La traçabilité du bois est-elle obligatoire ?

Oui, dès lors que vous mettez du bois sur le marché. Le RDUE impose de relier chaque lot à sa parcelle et à ses preuves de légalité, quelle que soit votre taille. La certification et le bois énergie ajoutent leurs propres exigences. Seules les modalités varient selon votre profil : la plupart des exploitants relèvent d'un régime simplifié.

Traçabilité et certification PEFC ou FSC, est-ce la même chose ?

Non. La certification impose une traçabilité (la chaîne de contrôle), mais la traçabilité réglementaire s'impose même sans certification.

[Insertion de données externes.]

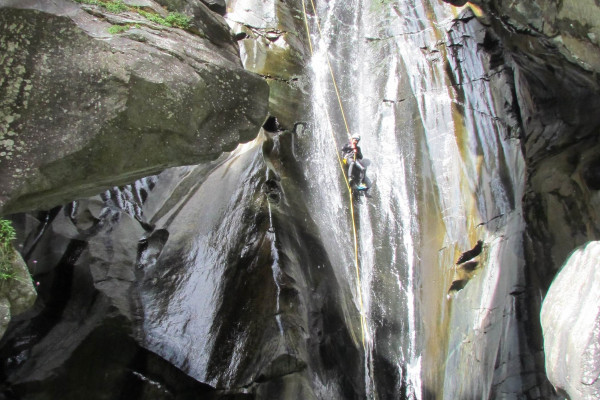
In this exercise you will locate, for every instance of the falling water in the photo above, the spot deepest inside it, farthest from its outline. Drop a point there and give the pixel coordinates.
(367, 74)
(390, 64)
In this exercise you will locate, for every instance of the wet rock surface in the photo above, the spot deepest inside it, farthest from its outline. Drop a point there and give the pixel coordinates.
(571, 322)
(84, 109)
(219, 306)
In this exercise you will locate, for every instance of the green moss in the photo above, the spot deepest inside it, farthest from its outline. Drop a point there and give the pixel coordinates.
(7, 235)
(116, 29)
(174, 19)
(111, 6)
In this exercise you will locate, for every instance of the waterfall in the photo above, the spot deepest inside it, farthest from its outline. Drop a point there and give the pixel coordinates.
(438, 176)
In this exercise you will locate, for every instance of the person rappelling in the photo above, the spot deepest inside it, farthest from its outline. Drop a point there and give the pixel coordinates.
(352, 155)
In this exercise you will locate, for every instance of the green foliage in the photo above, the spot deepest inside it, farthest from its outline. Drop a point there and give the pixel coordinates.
(116, 29)
(7, 235)
(111, 6)
(179, 20)
(174, 19)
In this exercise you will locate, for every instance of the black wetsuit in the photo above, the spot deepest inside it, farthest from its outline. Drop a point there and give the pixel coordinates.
(353, 160)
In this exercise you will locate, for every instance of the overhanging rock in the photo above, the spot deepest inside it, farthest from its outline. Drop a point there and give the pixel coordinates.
(83, 109)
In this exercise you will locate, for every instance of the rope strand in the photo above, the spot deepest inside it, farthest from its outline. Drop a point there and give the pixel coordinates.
(341, 164)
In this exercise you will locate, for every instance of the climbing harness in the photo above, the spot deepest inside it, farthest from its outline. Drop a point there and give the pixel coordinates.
(341, 164)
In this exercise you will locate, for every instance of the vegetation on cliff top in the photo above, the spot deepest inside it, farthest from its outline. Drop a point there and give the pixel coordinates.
(7, 235)
(174, 19)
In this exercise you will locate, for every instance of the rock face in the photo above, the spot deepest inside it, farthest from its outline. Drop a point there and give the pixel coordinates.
(84, 109)
(553, 50)
(214, 281)
(571, 323)
(273, 45)
(227, 298)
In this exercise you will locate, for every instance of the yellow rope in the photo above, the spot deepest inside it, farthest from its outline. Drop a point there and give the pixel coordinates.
(341, 164)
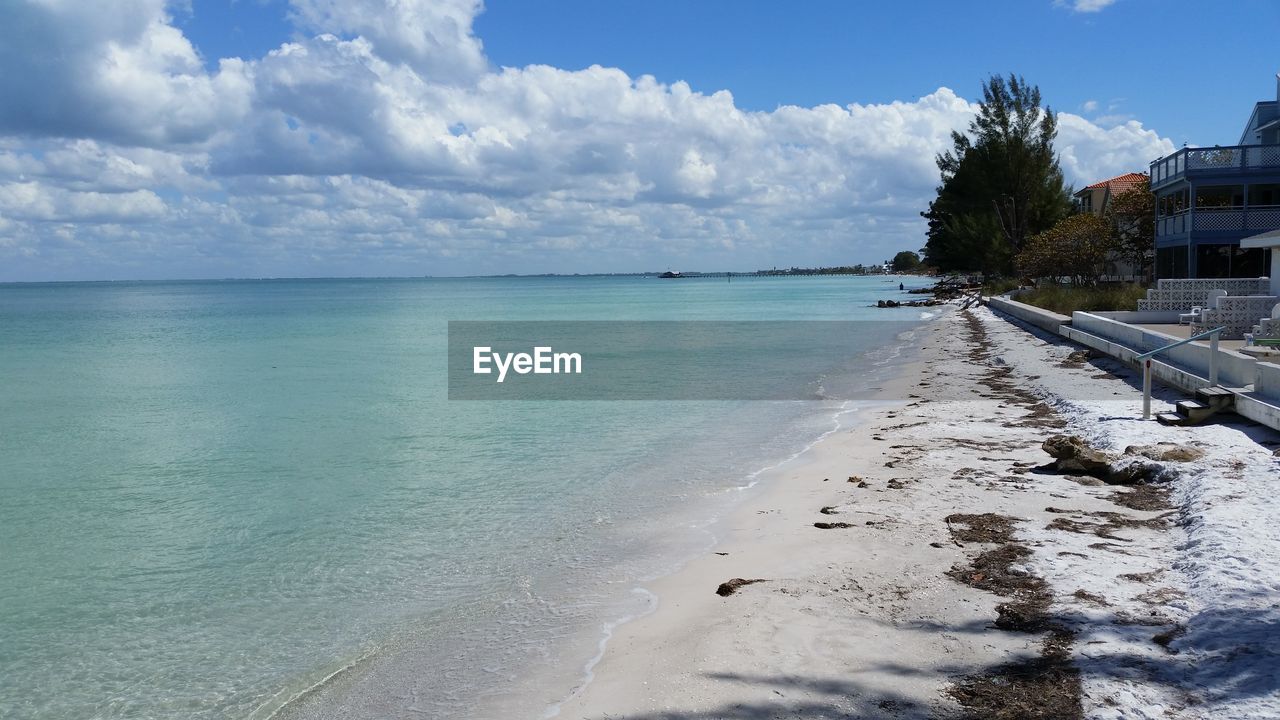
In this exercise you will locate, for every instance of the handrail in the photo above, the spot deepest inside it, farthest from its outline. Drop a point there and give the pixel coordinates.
(1146, 364)
(1173, 345)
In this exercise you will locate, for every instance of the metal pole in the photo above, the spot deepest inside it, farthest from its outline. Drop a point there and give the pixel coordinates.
(1146, 390)
(1212, 359)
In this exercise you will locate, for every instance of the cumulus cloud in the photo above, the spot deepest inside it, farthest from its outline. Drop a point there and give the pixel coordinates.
(380, 141)
(113, 71)
(432, 36)
(1086, 5)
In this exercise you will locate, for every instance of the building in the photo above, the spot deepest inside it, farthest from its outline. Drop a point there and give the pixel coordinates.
(1208, 199)
(1096, 197)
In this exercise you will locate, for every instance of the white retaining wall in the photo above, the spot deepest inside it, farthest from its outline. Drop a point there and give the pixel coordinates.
(1038, 317)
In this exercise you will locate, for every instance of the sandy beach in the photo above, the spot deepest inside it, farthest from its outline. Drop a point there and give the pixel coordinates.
(928, 563)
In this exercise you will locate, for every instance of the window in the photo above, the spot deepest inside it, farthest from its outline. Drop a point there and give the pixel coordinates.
(1220, 196)
(1264, 195)
(1171, 261)
(1214, 260)
(1173, 201)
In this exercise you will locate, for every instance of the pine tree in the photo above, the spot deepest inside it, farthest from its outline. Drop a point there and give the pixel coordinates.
(1001, 182)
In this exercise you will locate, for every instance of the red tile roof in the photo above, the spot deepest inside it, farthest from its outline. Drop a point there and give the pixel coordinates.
(1120, 183)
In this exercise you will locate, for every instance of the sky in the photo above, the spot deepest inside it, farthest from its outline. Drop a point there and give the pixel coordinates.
(213, 139)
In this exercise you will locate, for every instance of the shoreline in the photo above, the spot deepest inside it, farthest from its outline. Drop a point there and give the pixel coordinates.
(760, 481)
(880, 597)
(525, 692)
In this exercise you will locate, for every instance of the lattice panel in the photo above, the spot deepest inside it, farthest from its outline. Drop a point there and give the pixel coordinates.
(1264, 156)
(1211, 158)
(1219, 220)
(1264, 219)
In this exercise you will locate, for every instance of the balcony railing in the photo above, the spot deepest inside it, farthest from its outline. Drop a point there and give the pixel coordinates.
(1237, 158)
(1220, 219)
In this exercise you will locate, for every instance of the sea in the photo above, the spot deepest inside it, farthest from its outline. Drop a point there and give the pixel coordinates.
(255, 499)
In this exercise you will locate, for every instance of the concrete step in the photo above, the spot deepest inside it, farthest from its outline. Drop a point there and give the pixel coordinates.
(1197, 411)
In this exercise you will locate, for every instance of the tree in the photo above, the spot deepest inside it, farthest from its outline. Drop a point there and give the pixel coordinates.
(1077, 247)
(905, 261)
(1132, 215)
(1001, 182)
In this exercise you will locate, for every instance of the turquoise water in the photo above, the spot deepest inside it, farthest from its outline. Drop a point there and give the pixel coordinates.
(214, 495)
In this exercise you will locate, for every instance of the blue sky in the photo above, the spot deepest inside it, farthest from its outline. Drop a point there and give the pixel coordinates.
(301, 137)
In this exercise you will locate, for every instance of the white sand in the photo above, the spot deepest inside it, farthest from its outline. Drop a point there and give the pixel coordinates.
(863, 621)
(855, 621)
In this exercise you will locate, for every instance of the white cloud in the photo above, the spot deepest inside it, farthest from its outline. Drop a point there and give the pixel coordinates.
(1086, 5)
(385, 144)
(113, 71)
(1091, 153)
(432, 36)
(39, 201)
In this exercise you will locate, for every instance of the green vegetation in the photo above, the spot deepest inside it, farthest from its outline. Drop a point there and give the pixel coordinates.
(999, 286)
(905, 261)
(1075, 247)
(1132, 215)
(1065, 299)
(1001, 183)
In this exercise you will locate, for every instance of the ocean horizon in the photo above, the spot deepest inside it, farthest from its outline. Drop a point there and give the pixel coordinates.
(225, 496)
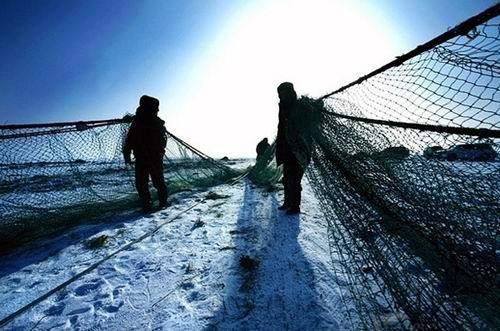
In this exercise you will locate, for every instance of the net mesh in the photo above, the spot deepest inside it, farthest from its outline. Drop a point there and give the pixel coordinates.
(404, 163)
(58, 175)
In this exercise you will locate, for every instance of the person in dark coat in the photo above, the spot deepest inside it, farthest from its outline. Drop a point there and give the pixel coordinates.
(262, 148)
(146, 138)
(286, 149)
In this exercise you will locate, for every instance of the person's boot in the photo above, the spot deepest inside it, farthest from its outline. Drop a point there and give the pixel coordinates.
(146, 207)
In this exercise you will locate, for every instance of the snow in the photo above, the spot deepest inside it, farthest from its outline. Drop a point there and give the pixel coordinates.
(186, 276)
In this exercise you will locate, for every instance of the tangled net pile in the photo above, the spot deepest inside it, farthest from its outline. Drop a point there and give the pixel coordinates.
(415, 239)
(55, 175)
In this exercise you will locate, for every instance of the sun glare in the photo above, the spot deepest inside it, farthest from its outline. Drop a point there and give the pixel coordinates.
(228, 101)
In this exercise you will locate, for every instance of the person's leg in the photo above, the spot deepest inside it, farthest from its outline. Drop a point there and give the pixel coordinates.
(286, 186)
(159, 181)
(141, 183)
(296, 172)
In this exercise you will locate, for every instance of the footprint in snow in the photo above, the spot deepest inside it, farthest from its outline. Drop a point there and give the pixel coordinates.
(86, 289)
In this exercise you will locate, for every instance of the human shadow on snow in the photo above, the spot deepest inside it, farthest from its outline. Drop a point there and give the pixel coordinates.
(278, 292)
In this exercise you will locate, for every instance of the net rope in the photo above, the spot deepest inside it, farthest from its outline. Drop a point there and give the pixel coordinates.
(60, 174)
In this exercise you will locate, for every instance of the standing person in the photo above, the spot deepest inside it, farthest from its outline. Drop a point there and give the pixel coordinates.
(293, 171)
(147, 139)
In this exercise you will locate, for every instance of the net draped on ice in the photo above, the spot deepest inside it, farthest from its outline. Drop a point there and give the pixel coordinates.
(403, 164)
(55, 175)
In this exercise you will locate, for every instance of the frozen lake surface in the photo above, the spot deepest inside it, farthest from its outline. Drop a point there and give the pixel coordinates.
(187, 275)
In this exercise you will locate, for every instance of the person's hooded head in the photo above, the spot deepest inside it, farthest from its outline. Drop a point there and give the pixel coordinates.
(287, 93)
(148, 107)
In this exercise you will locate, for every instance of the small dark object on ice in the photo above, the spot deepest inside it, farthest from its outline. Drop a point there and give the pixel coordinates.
(197, 224)
(293, 211)
(97, 242)
(215, 196)
(271, 188)
(248, 263)
(367, 269)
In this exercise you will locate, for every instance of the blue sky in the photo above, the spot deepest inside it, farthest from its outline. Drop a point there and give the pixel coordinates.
(213, 64)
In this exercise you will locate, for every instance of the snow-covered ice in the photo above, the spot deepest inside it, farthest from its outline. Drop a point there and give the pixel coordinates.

Être certifié facilite les choses (présomption de légalité et de gestion durable), mais ne dispense pas de vos obligations légales.

Faut-il un logiciel pour tracer son bois ?

Ce n'est pas obligatoire, mais dès que les chantiers se multiplient, le relevé papier atteint ses limites : oublis, ressaisies, preuves dispersées. Un logiciel métier rattache la traçabilité à votre gestion courante et prépare vos déclarations sans double saisie.

Un simple point GPS suffit-il pour géolocaliser une parcelle ?

Cela dépend de la surface. Le RDUE attend un polygone au-delà d'un certain seuil de superficie de parcelle, et un point de géolocalisation en dessous. Dans les deux cas, le relevé manuel sur papier n'a plus sa place : la géolocalisation se fait sur le terrain, depuis un mobile.